A ello contribuye la música preparada por Agustí Izquierdo, un piano recompuesto para crear una atmósfera en la que todo parece tensarse, golpear, no encajar y rebotar de un lado al otro del escenario. La imagen podría ser como la de estar manipulando una materia viva, por mucho que los gestos rítmicos ejecutados por los actores apunten hacia otra dirección. Quizá hacia algo familiar continuamente sometido a un proceso de extrañamiento. Los observamos, más bien detenidamente, y acompañamos cada uno de esos gestos con, probablemente, la misma pausa con la que se contempla la obra de un museo. Lo familiar, por tanto, se vuelve frío. En especial, cuando los cuerpos dejan de referirse a algo conocido para proyectar movimientos, gestos o expresiones que apelan a otra cosa. Incluso, cuando más involuntariamente cómicas pueden resultarnos. Les vemos, pero empezamos a distinguir algo diferente. Podríamos llamarlo envejecer, ya que los movimientos son fluidos en su torpeza o en su falta de entrenamiento profesional; lo costumbrista se ve raro y todo lo poético que puede dar de sí la pieza, digamos, se tiñe de una curiosidad.
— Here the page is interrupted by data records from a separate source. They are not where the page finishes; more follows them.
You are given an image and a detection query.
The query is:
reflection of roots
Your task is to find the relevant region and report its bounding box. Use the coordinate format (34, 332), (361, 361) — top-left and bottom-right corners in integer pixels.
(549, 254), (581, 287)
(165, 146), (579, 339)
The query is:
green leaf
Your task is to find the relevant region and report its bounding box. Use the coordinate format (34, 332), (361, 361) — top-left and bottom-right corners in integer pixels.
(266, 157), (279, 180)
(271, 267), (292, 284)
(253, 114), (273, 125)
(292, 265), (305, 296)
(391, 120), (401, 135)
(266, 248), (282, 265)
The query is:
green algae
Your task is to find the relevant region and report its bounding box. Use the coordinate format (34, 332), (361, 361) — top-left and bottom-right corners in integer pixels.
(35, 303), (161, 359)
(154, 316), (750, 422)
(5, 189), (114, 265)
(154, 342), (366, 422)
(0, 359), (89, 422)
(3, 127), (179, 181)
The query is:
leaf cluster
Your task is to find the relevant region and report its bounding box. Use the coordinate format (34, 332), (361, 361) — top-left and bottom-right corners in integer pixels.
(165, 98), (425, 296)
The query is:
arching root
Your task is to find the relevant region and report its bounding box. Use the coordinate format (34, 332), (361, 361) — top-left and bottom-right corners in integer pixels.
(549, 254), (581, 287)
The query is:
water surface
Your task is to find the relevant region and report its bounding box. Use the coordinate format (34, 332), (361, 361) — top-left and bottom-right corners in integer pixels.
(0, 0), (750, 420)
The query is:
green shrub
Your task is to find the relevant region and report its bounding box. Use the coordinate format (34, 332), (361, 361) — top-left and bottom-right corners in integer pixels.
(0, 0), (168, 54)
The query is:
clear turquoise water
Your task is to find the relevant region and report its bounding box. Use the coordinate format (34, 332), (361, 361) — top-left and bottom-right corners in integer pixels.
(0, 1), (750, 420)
Les miramos con ojos de antropólogos, proyectando también nosotros un envejecer que llegará. Nos parecen más piezas de una exposición que un grupo de personas que se mueven libremente por el escenario. Y eso, tal vez, también condiciona nuestra forma de juzgarlos. Vemos antes pies, manos, brazos, cabezas, giros, torsiones antes que acciones que pongan de relieve un cariz moral. La descomposición y recomposición de esos cuerpos, de esos gestos, que ponen de manifiesto una condición de la vida humana. 

Con todo, hay algo en la pieza (una fuerza interior) que convierte en plástico ese desfile de movimientos y cuerpos organizados con precisión. Plástico y, también, psicológico. Hay algo hermoso en esa última imagen, con el cuerpo de la mujer ocupando el único espacio libre entre unas plantas perfectamente alineadas; rompiendo, a su manera, una pauta, un ritmo, una secuencia o serie. Y esto es algo que hace que me pregunte hasta qué punto es ese el objetivo de la pieza: liberar esa belleza escondida (puede ser) de una secuencia de gestos y ritmos más o menos mecánicos, para mostrarla tal como es en su quietud, en su silencio. Sin aspavientos ni otra clase de metáfora que la de su propia naturalidad. Un cuerpo tendido en el suelo del escenario, a merced de la mirada del público. En silencio. Nada más. Sobre la bellesa apuesta en todo momento por la reducción, por buscar una imagen lo más desnuda posible del envejecer; o, visto de otra forma, nos pregunta si en verdad hay una imagen lo más desnuda posible que exprese en qué consiste el proceso de envejecer. Más que una pieza, me parece que lo de Societat Doctor Alonso es un laboratorio; un inventario de gestos, músculos y articulaciones para dilucidar qué resuena en esos cuerpos viejos que se agitan, que palpitan y recorren de un lado al otro el escenario. Una pieza extraña, bonita a su manera, con la que Asencio y Aragay nos invitan a observar, escrutar y detenernos en esa belleza que aparece y desaparece, explota o se muestra con timidez, y que una y otra vez nos remite a lo humano. Desnudo. Transparente. Nada más.